L’écrivain inconnu (méconnu) dans un salon ou dans une
librairie vit l’expérience de la solitude du coureur de fond ou celle du gardien de but. L’exercice est difficile. Sourire mais sans insister de peur d’être racoleur, regarder mais sans insister de
peur d’être arrogant, dire bonjour mais par politesse et non par intérêt, bref la posture du cow-boy qui jette un lasso pour agripper sa proie ou pour poursuivre dans la métaphore tenter de ne pas
effrayer le chaland par une invite qui vous fait penser à la courtisane dans une devanture d’Amsterdam.
Parce que l’objectif est là. Faire prendre votre « œuvre » dans la menotte d’un passant, l’inciter à lire la dernière de couverture où figure le résumé, et lui parler de vos mérites. Une opération
commerciale donc pour un produit qui n’a pas grand chose à voir avec un épluche patates fut-il sophistiqué.
Un couple s’est arrêté. Ils m’expliquent qu’ils n’osaient pas s’approcher de peur de ne pas oser refuser le livre si le sujet ne leur plaisait pas.

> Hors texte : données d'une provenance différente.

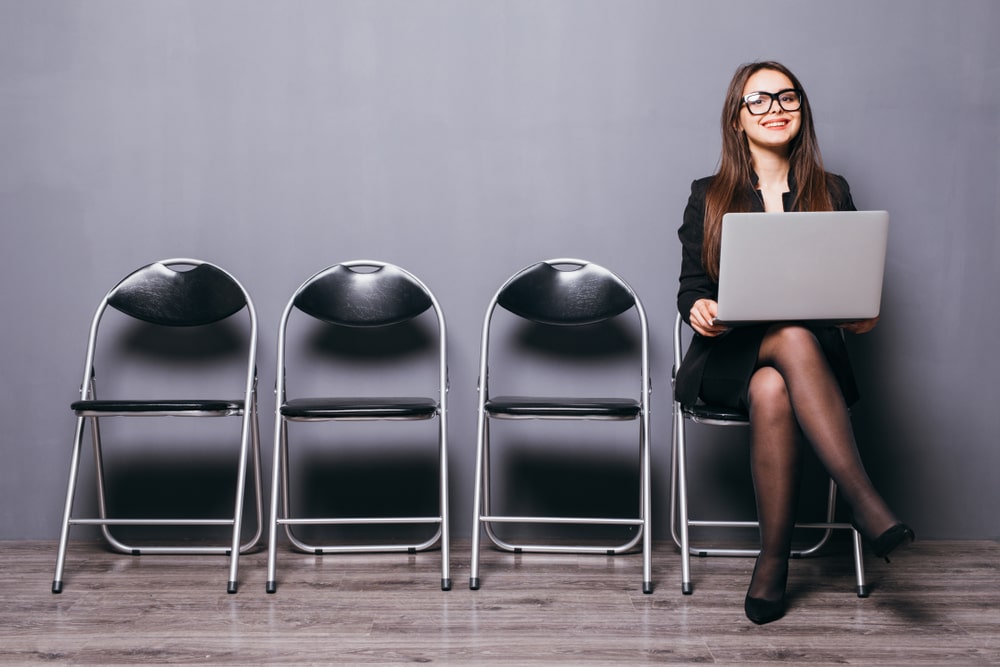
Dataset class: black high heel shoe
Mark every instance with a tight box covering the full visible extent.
[743,557,788,625]
[851,521,916,563]
[872,523,916,563]
[743,593,787,625]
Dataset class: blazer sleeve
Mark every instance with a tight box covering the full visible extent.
[677,177,719,324]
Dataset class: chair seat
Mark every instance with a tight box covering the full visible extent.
[70,399,243,417]
[681,403,750,424]
[281,396,438,420]
[483,396,640,419]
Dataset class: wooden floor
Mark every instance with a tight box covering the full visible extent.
[0,541,1000,665]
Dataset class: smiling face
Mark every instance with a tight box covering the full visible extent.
[739,69,802,153]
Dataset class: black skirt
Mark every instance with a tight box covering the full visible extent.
[675,324,858,410]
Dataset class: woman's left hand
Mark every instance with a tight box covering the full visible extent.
[837,317,878,333]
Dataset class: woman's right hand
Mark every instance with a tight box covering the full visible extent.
[688,299,729,338]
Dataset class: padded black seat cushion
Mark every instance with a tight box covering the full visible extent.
[682,403,750,422]
[484,396,639,419]
[70,399,243,417]
[281,396,438,419]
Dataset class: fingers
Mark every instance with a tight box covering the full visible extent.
[688,299,727,336]
[838,317,878,334]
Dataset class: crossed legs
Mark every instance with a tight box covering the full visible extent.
[748,324,897,600]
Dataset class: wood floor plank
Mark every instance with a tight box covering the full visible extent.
[0,541,1000,666]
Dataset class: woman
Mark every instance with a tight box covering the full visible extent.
[675,62,914,624]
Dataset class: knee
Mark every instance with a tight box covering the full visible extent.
[748,366,792,419]
[768,324,819,350]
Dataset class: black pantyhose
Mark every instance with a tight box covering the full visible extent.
[748,324,896,600]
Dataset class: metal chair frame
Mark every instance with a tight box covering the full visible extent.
[469,258,653,593]
[670,313,869,598]
[265,260,451,593]
[52,258,263,593]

Je les rassure. Les visiteurs effleurent le livre
ou ma présence du bout des yeux de peur d’accrocher.
C’est ainsi une occasion de grande humilité. Parce qu’au regard des colonnes de bouquin qui s’exposent sur chaque table ou les rangées énormes de livres au garde-à-vous sur les rayonnages, vous
vous apercevez très clairement qu’il n’y a vraiment aucune raison de venir vers vous et de vous acheter votre roman. Au milieu de ces milliers de livres, votre petit ouvrage se ratatine, devient
couleur de la nappe, et l’auteur se sent insignifiant ce qui est le comble pour quelqu’un qui aligne des signes sur la page blanche.
Quel intérêt d’avoir la signature d’un écrivain inconnu ?
Il me prend alors un désir fou d’être ailleurs, loin, seul.
Une journaliste m’interroge. Elle aime les livres, me conte son dégoût de voir la queue pour Musso et dix personnes pour Sepulveda. Cela me réconforte au fond, le succès n’est pas le signe du
talent. Mais l’insuccès non plus. Ne nous trouvons pas d’excuses du côté des poètes maudits.
Une lectrice s’arrête, feuillette quelques pages et me sourit. Cela suffit pour que je sente à nouveau le goût, le besoin du partage. Je dis lectrice, ce pourrait être aussi bien un lecteur, mais
ce sont les femmes qui constituent l’essentiel du public des salons.